Антенны Мандельштама были чувствительны к суждениям его современников. Эта зависимость проверена в годы революции, когда его образ мыслей кажется типичным почти для всей интеллигенции, радостно приветствовавшей революцию, которой предстояло интеллигенцию уничтожить. Она обосновывала это по-всякому, даже на псевдохристианский лад, как в поэме «Двенадцать» Блока. В молодости Осип Мандельштам и его жена кинулись в революцию, действовали. Затем, в 20-е годы, они пытались заключить в нескольких длинных стихотворениях свое ощущение гигантской перемены и своего в ней участия как поэта [так!]. Эти стихи столь метафоричны и столь трудны, что могут поддаваться (и поддавались) противоположным истолкованиям. К несчастью для себя, он написал и сатирический стишок о грузинском сатрапе, и это стало причиной его гибели.

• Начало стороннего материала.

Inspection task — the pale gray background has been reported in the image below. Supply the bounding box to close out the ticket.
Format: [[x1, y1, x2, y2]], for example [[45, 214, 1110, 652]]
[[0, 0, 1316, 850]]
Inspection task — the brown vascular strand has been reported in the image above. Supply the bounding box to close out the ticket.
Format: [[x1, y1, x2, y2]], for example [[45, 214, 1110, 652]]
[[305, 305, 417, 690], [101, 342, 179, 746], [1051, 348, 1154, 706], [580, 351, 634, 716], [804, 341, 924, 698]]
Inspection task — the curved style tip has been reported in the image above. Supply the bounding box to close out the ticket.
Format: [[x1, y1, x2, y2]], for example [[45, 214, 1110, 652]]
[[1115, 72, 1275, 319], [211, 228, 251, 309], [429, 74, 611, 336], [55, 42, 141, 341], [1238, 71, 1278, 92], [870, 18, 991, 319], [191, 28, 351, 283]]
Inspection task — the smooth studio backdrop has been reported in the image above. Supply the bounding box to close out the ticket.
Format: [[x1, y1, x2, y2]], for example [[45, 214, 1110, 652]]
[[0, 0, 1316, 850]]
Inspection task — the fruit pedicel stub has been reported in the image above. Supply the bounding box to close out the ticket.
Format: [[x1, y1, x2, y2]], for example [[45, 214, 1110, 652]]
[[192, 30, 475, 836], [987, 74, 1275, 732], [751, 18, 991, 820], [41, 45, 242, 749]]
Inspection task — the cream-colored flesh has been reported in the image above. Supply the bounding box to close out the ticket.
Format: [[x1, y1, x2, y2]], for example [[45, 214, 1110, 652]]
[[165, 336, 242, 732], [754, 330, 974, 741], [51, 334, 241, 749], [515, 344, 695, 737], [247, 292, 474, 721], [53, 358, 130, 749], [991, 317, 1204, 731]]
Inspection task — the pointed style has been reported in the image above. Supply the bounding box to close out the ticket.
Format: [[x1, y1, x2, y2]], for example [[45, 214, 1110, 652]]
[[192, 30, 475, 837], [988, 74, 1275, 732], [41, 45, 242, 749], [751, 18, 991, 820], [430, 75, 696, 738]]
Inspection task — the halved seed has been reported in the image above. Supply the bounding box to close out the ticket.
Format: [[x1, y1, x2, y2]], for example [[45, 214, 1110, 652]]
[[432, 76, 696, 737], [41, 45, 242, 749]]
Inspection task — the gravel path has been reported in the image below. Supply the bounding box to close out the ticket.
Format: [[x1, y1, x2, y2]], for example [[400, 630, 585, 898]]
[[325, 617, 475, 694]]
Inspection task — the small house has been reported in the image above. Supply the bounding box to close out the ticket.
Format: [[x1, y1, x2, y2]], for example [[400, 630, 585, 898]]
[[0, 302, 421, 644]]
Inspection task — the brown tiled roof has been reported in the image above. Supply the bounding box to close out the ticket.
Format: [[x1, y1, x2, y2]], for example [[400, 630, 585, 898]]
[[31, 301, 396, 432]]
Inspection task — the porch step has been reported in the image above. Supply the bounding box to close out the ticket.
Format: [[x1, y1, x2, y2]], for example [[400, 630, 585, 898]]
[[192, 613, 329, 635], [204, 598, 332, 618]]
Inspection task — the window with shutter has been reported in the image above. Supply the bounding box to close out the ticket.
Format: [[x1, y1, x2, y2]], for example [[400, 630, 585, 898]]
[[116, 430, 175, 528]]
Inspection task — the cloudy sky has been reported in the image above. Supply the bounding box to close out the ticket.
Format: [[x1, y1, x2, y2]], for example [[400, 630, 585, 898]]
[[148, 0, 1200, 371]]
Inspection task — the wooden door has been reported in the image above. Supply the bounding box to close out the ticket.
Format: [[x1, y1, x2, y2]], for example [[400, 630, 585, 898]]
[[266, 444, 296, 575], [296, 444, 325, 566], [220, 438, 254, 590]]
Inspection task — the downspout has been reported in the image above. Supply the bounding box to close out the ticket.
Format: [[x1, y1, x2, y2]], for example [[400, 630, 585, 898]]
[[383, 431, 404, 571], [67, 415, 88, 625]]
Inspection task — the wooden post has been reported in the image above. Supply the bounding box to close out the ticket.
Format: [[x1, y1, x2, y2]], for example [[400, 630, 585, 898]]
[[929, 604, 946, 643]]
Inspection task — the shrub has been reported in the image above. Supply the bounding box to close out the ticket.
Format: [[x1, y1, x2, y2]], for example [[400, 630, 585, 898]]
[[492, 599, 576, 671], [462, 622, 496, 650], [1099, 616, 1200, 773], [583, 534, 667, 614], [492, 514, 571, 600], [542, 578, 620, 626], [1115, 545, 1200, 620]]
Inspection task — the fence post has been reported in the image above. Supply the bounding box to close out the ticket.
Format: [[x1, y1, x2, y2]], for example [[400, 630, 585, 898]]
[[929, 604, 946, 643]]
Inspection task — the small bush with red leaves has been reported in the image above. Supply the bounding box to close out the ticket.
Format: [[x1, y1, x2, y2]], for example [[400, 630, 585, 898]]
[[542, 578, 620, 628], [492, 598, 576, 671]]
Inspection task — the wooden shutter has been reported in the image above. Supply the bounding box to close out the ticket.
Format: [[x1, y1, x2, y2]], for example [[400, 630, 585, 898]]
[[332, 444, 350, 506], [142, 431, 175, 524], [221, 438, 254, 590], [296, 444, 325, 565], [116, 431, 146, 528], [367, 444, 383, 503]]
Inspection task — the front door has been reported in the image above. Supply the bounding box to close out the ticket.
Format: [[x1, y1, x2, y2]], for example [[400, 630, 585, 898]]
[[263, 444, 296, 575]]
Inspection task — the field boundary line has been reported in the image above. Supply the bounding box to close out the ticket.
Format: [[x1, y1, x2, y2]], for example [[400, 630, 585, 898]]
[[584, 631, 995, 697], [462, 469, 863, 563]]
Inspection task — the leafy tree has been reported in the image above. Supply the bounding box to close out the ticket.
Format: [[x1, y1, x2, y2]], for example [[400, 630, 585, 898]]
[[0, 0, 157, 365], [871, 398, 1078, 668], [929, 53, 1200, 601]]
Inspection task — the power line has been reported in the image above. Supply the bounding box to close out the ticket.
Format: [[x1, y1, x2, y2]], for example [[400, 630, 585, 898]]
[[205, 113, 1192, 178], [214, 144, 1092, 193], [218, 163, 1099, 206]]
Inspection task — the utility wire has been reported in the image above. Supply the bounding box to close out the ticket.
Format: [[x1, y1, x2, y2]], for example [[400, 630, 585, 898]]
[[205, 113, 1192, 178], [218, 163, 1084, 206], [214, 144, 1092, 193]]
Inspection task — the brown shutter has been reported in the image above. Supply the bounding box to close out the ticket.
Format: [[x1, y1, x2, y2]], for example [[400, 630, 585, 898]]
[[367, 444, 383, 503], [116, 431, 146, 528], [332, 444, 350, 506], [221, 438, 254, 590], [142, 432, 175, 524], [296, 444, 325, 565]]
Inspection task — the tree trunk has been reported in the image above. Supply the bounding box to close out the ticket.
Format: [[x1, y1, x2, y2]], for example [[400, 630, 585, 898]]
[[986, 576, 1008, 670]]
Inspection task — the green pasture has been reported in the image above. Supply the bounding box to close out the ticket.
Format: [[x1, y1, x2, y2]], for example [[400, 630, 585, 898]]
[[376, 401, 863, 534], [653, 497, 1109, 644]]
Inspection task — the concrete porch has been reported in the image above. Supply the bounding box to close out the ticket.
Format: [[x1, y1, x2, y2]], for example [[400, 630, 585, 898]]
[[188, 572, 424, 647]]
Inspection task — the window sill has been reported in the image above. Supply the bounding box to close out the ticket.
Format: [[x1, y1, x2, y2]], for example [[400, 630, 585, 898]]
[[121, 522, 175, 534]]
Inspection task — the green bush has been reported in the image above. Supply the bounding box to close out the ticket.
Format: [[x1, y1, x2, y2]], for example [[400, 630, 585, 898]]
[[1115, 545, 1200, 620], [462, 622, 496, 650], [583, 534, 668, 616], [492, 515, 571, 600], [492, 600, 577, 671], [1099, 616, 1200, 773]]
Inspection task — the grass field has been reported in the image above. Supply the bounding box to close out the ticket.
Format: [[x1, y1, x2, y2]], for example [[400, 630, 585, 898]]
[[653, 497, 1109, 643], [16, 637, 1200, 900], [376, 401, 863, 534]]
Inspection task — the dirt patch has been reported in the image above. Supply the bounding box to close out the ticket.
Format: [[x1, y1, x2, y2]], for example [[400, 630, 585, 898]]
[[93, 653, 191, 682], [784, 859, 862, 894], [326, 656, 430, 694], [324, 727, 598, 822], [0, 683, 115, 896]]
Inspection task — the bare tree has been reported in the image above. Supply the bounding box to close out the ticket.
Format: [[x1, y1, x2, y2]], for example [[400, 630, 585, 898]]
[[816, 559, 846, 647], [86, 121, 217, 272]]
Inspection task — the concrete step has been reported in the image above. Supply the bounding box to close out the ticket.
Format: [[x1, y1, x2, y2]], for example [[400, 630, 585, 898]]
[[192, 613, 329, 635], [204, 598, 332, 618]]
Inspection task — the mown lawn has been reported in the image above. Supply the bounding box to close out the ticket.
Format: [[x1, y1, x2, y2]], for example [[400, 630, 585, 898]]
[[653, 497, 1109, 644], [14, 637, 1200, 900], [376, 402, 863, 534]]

После этого dictum Милош переходит к произведению, которое со всей очевидностью с самого начала было главным предметом его интереса. Злоупотребление состоит уже в бездумном (вслед за русскими «люстраторами») именовании поэмы «Когда б я уголь взял для высшей похвалы…» «Одой Сталину». Такого названия не было – термин «ода» использовала Надежда Мандельштам, подробно описывая в своих «Воспоминаниях» (1970) историю и обстоятельства создания этого произведения. Таким образом, Милош ошибается, утверждая, что о существовании поэмы вообще не знали, и тоном логического рассуждения одновременно опровергает мартирологию Мандельштама, делая из него сталинского одописца:
Под конец своего воронежского изгнания, в 1937 году, он разразился «Одой Сталину», о существовании которой долго ничего не было известно. Впервые она была опубликована в 1975 году в Америке, в журнале «The Slavic Review». Между тем формировался миф Мандельштама как фигуры, почти как Христос страдающей за чужие грехи, миф, входивший в память его коллег – русских писателей. Ходили рассказы о последних днях поэта в «пересылочном» [так!] лагере по пути на Колыму – о его безумии, параноической уверенности, что его хотят отравить, о том, как он искал еду на помойках, и о том, как он замечательно читал стихи солагерникам – профессиональным ворам.
«„Оду Сталину“ Мандельштам написал, чтобы спасти себя, но было уже поздно, и она ничуть ему не помогла», – пишет далее Милош. В действительности у Мандельштама не было шансов спастись в аду массового террора, а формальным поводом к аресту и приговору был донос генерального секретаря Союза советских писателей. При рассмотрении поэмы, прозванной «одой», следует вникать и в замысел автора, однако размашистость истолкования в этом не помогает:
Так вот это выглядит, однако дело представляется несколько иначе на фоне других его стихотворений, написанных в Воронеже. Напомним, что гимны Сталину писали тогда все, а например Борис Пастернак не только заявил в 1932 году о своем «обращении», но и опубликовал сталинские строфы в 1936-м. Как заверяет меня Томас Венцлова, единственным поэтом, о котором можно сказать, что он выжал из себя похвалу Сталину вопреки своим убеждениям, была Анна Ахматова, которая после ареста сына надеялась, что стихотворение поможет вытащить его из тюрьмы.